I explored its interior until closing time. Then I walked around the east end, outside of the apse, where I took the above photo. The bells in the towers began to clang. They created one of the most powerful sounds I’ve ever heard, and I’m a seasoned hard rock lead guitarist.

The sound was so deep and resonant that I felt as though vibrations were coming from the building. Peering up at the towers from close range was a little frightening–the cathedral looked and sounded like a battery of energy that could have disintegrated me.

People in the 12th century (when Worms Cathedral was begun) must have had similar feelings. Cathedrals were in the centers of towns, and the mechanical clock didn’t become common until the fourteenth century. The cathedral bells thundered at all significant times all day.  They synchronized everyone in the same temporal order (as Romanesque architecture ordered everyone in the same spatial configuration).

The 12th century was only beginning to develop the rich artistic media that began to grace Gothic cathedrals–stained glass windows and realistic sculpture. Without these new visual media, people must have been more focused on hearing. Sublime sounds must have moved people more than they do today. The powerful cathedral bells signified God’s power, and the melodious Gregorian chants carried His grace.

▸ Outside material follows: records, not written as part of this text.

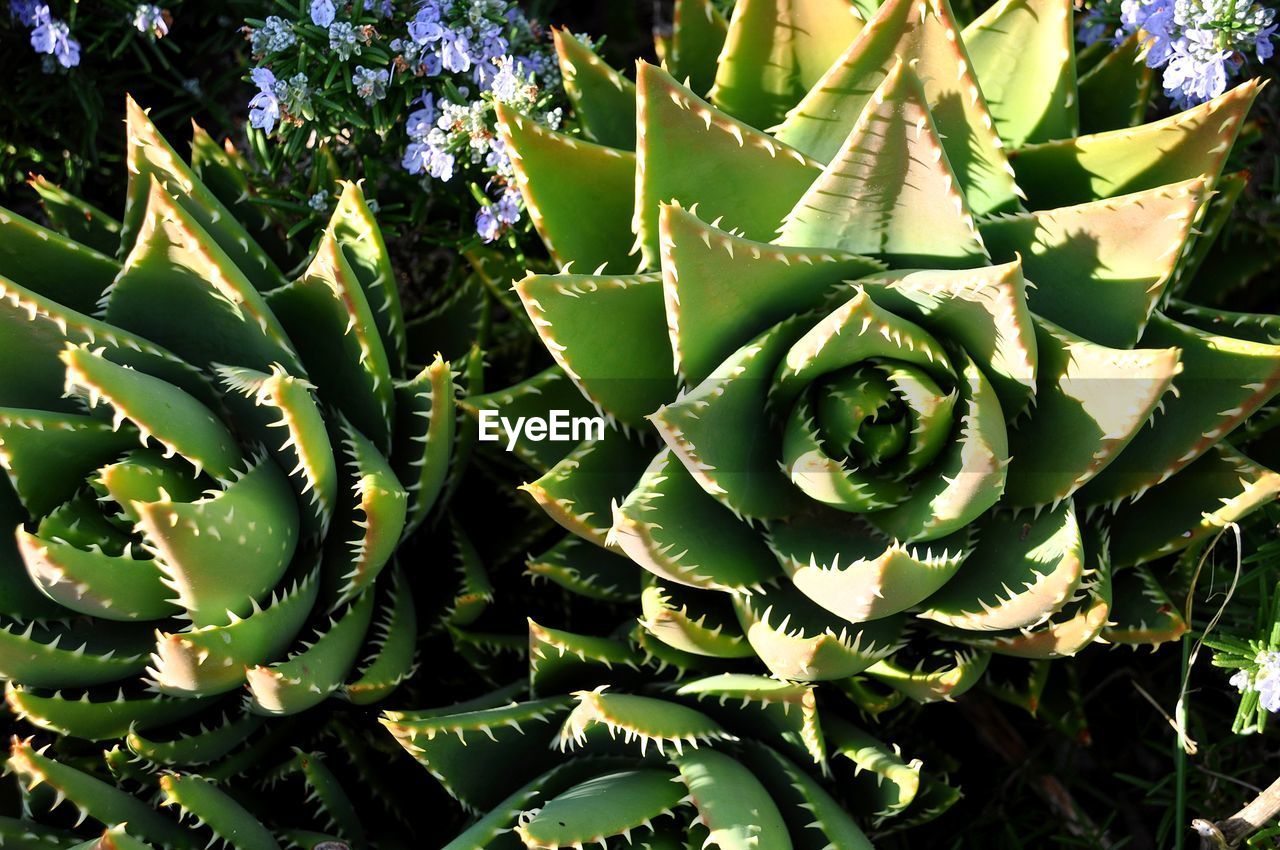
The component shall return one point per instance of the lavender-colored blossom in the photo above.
(323, 12)
(264, 109)
(421, 120)
(487, 224)
(343, 40)
(54, 37)
(274, 36)
(150, 18)
(30, 13)
(507, 208)
(370, 83)
(455, 53)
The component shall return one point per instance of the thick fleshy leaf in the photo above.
(1022, 571)
(51, 264)
(798, 639)
(736, 809)
(672, 122)
(150, 158)
(425, 429)
(35, 330)
(295, 433)
(938, 672)
(95, 798)
(561, 661)
(602, 808)
(588, 570)
(671, 528)
(467, 749)
(199, 748)
(365, 535)
(181, 289)
(1115, 92)
(722, 430)
(890, 191)
(213, 659)
(159, 411)
(309, 676)
(721, 289)
(96, 720)
(91, 581)
(76, 218)
(887, 782)
(817, 819)
(560, 177)
(361, 241)
(624, 368)
(856, 574)
(1179, 147)
(1091, 403)
(218, 562)
(1100, 268)
(1223, 380)
(231, 822)
(650, 721)
(698, 31)
(48, 456)
(1221, 487)
(924, 32)
(579, 492)
(603, 100)
(983, 310)
(776, 51)
(1142, 613)
(967, 479)
(1024, 54)
(691, 621)
(1073, 627)
(392, 647)
(71, 654)
(332, 323)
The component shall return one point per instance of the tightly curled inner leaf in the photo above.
(215, 464)
(900, 379)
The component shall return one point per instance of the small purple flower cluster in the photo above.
(438, 65)
(1200, 44)
(489, 45)
(49, 35)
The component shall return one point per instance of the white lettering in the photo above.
(558, 426)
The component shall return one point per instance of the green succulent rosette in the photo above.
(894, 353)
(209, 466)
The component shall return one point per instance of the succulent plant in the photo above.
(899, 379)
(917, 350)
(210, 470)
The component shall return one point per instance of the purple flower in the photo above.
(421, 120)
(323, 12)
(264, 109)
(508, 206)
(370, 83)
(30, 13)
(487, 224)
(1262, 42)
(54, 37)
(453, 54)
(149, 18)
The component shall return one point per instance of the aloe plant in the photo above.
(914, 352)
(210, 467)
(899, 379)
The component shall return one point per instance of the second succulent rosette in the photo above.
(915, 355)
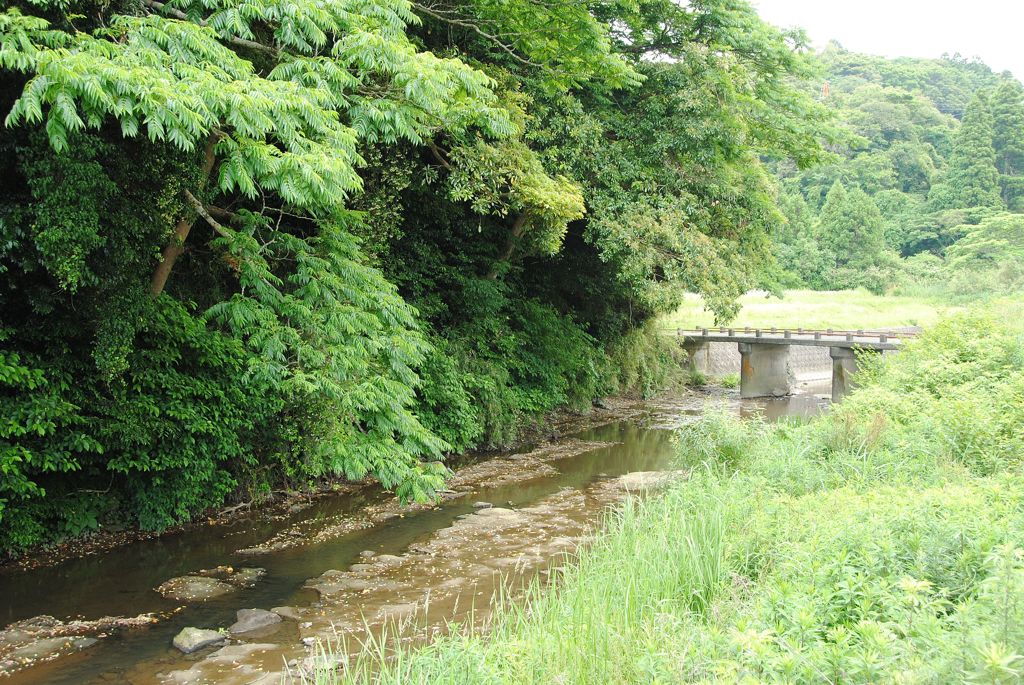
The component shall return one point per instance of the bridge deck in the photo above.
(862, 339)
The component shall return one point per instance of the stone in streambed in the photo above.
(289, 612)
(50, 647)
(194, 588)
(194, 639)
(253, 619)
(246, 576)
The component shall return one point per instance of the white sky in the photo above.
(992, 30)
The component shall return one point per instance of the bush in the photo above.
(881, 543)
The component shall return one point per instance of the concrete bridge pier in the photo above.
(764, 370)
(699, 356)
(845, 369)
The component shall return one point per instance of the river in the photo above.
(354, 559)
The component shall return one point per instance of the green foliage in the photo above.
(881, 543)
(262, 245)
(1008, 112)
(972, 179)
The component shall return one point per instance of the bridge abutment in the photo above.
(845, 368)
(699, 357)
(764, 370)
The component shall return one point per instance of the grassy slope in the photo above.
(879, 544)
(843, 309)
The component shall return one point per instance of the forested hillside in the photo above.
(250, 244)
(926, 189)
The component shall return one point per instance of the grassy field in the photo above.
(883, 542)
(811, 309)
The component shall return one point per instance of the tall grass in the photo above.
(883, 543)
(658, 559)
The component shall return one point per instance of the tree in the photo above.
(972, 179)
(851, 227)
(1008, 115)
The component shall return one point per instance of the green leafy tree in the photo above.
(1008, 113)
(972, 179)
(851, 227)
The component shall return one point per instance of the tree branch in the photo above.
(202, 211)
(476, 29)
(518, 227)
(176, 247)
(241, 42)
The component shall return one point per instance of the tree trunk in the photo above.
(517, 229)
(176, 247)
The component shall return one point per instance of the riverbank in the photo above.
(345, 563)
(882, 542)
(279, 506)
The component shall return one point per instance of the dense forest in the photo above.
(250, 245)
(926, 190)
(246, 245)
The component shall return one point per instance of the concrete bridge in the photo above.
(764, 368)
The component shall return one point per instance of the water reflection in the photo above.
(121, 582)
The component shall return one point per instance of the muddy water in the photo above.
(545, 502)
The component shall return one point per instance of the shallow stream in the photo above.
(369, 560)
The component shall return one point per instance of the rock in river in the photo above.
(252, 619)
(206, 584)
(194, 588)
(194, 639)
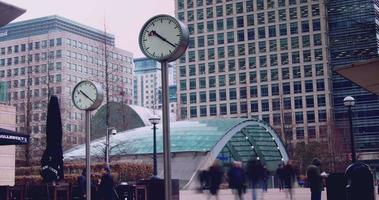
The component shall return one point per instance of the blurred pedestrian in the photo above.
(82, 185)
(265, 178)
(216, 174)
(289, 177)
(236, 177)
(315, 179)
(255, 173)
(280, 176)
(203, 180)
(106, 187)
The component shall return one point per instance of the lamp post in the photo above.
(107, 141)
(155, 120)
(349, 102)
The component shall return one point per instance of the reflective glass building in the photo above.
(353, 36)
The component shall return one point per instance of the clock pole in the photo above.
(88, 159)
(166, 131)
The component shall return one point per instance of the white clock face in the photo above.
(85, 95)
(161, 37)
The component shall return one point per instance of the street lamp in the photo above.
(349, 102)
(107, 141)
(155, 120)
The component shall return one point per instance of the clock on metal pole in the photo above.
(165, 39)
(88, 96)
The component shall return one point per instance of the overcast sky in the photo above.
(123, 18)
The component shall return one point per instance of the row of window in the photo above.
(234, 94)
(262, 31)
(30, 58)
(57, 78)
(35, 93)
(31, 46)
(22, 71)
(273, 60)
(271, 16)
(210, 82)
(98, 50)
(211, 68)
(239, 6)
(232, 108)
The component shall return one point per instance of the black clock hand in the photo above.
(154, 33)
(86, 96)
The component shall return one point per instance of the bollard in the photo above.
(360, 182)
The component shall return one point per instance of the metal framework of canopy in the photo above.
(8, 13)
(364, 73)
(8, 137)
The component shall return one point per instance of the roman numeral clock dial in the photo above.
(163, 38)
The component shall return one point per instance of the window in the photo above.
(220, 24)
(243, 93)
(321, 100)
(298, 102)
(297, 87)
(275, 104)
(193, 111)
(273, 60)
(309, 101)
(213, 110)
(223, 109)
(240, 22)
(275, 89)
(250, 34)
(264, 90)
(304, 11)
(261, 18)
(316, 25)
(294, 28)
(265, 105)
(322, 116)
(320, 85)
(308, 71)
(232, 93)
(222, 95)
(240, 35)
(273, 45)
(253, 77)
(254, 106)
(250, 20)
(304, 26)
(272, 31)
(299, 117)
(261, 32)
(286, 88)
(283, 29)
(282, 15)
(253, 91)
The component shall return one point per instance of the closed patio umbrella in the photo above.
(52, 158)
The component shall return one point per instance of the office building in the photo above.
(148, 84)
(49, 56)
(353, 36)
(265, 59)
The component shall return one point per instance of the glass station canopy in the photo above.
(223, 139)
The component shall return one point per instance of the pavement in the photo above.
(271, 194)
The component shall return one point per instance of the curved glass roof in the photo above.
(223, 139)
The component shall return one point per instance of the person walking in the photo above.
(106, 187)
(215, 174)
(315, 179)
(82, 185)
(255, 173)
(236, 176)
(289, 177)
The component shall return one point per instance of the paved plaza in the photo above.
(272, 194)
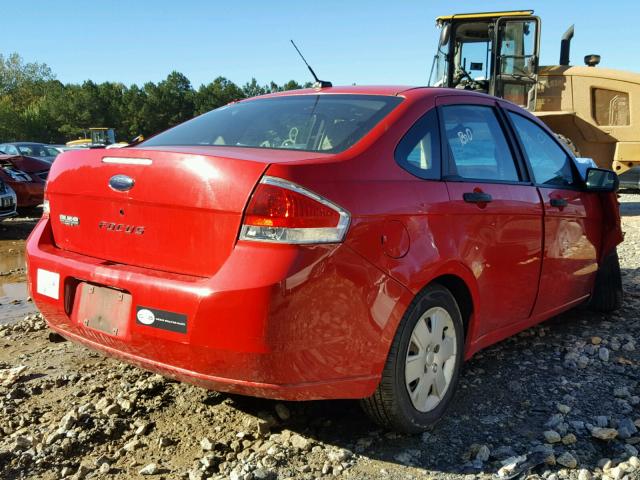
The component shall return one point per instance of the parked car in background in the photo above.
(8, 202)
(348, 242)
(61, 148)
(40, 151)
(26, 176)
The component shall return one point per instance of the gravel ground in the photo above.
(560, 400)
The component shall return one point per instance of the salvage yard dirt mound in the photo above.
(560, 400)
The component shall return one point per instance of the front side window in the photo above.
(477, 145)
(610, 107)
(319, 123)
(10, 150)
(550, 163)
(419, 150)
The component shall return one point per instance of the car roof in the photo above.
(385, 90)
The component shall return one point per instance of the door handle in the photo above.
(476, 197)
(559, 202)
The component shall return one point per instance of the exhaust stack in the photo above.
(565, 46)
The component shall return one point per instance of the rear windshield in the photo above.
(318, 123)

Romanesque cathedrals’ interiors were usually darker than the profusely windowed Gothic masterpieces. People couldn’t see as much of the Mass, but the singing, bells and liturgy must have reverberated through naves, transfixing everyone.

Romanesque cathedrals thus probably appealed to a different mixture of senses. Modern Westerners are often biased towards vision, but the ears were at least as important then. Perceive them with both senses, and you’ll appreciate one of the most profound statements about God’s majesty.

And watch your behinds, Uli Roth, Michael Schenker and other rock guitarists.